Fortune Magazine reported Tuesday that Snapchat is planning to buy the popular icon and emoji comic maker Bitstrips for around $100 million. There has been no official word from either company yet about an acquisition.

Fortune approached both companies about the deal, though neither was inclined to comment.

Bitstrips raised $15 million in February 2014 from the likes of Horizon Ventures and Kleiner Perkins Caufield & Byers, though some sources mark it down to $11 million.

It’s a massive deal for the Toronto-based company, which became wildly popular with Facebook users who could quickly animate humorous stories about their lives, family, and friends. Most everyone on Facebook would recognize the signature animation style of the strips, as the characters they generate often find themselves into people’s Facebook profile photos.

While they are hardly the first to let Snapchatters and Facebookers create cartoons of themselves with different skin tone options, hair styles, accessories and the like, those avatars have taken off over the last couple of years since their relaunch in October 2013.

Snapchat hasn’t been crazy about spending money to buy out the competition or to augment its platform with features by other companies. They last bought Ukrainian startup Looksery for $150 million in September 2015. Before that, they announced deals for Scan ($50 million) and Vergence Labs ($15 million) in December 2014. The company itself is still raises venture capital at a colossal valuation of $16 billion, announcing $175 million in Series F back on March 3 led by Fidelity Investments. Snapchat recently entered into a partnership with Viacom to increase their advertising capabilities.

This acquisition could be a part of that grand strategy.
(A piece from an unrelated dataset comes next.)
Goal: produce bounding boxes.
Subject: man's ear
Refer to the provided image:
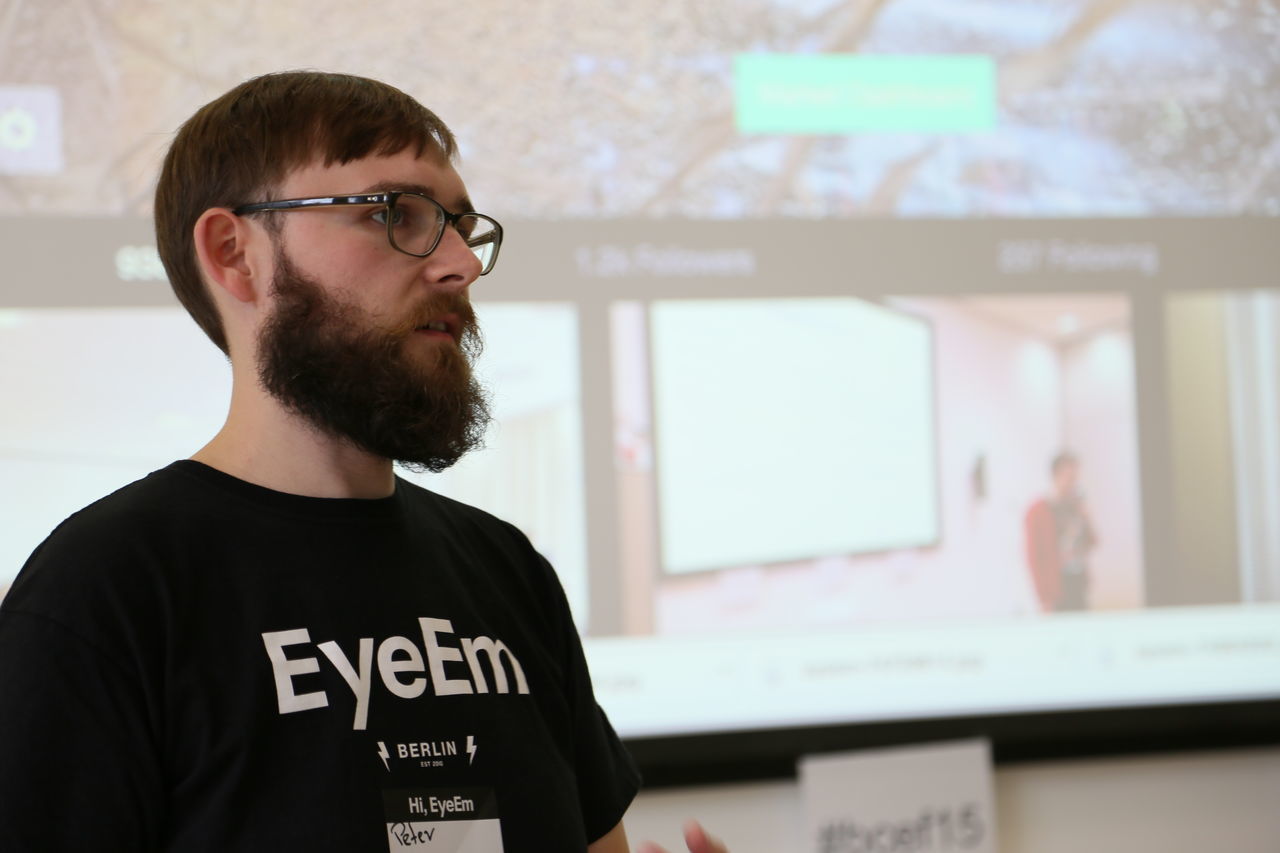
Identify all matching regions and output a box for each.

Bitstrips has taken part in mass marketing campaigns, including for recent box office anticippointment Batman v Superman: Dawn of Justice.

“I can’t even tell you what our inbox looks like in terms of partnership requests,” Bitstrips CEO Jacob Blackstock told Forbes’ Alyson Krueger in an interview published March 24 (whether Forbes had caught wind of the acquisition or just had incredibly fortunate timing is unclear). “All of the movies, all the television shows, all the fashion houses, all the pop stars, they all want to be Bitmojis because we somehow became the determinant of who has made it.”

That Snapchat’s evaluation hasn’t changed since last year shouldn’t be surprising since there is concern about overvaluation throughout the startup world. The back-and-forth, you’re-hot-and-you’re-cold approach by Fidelity Investments might indicate some degree of dissatisfaction with the social media giant.

Fidelity cut back 25% of its equity in the company last year, though it added back 15% before we entered 2016.

The Viacom deal in February might have been the green light Fidelity needed to put more money into the company with the Series F round.

It remains to be seen how Snapchat will use Bitstrips as the details of the deal remain elusive and both companies refuse to confirm it. But there is no denying that Snapchat is betting big for its investors.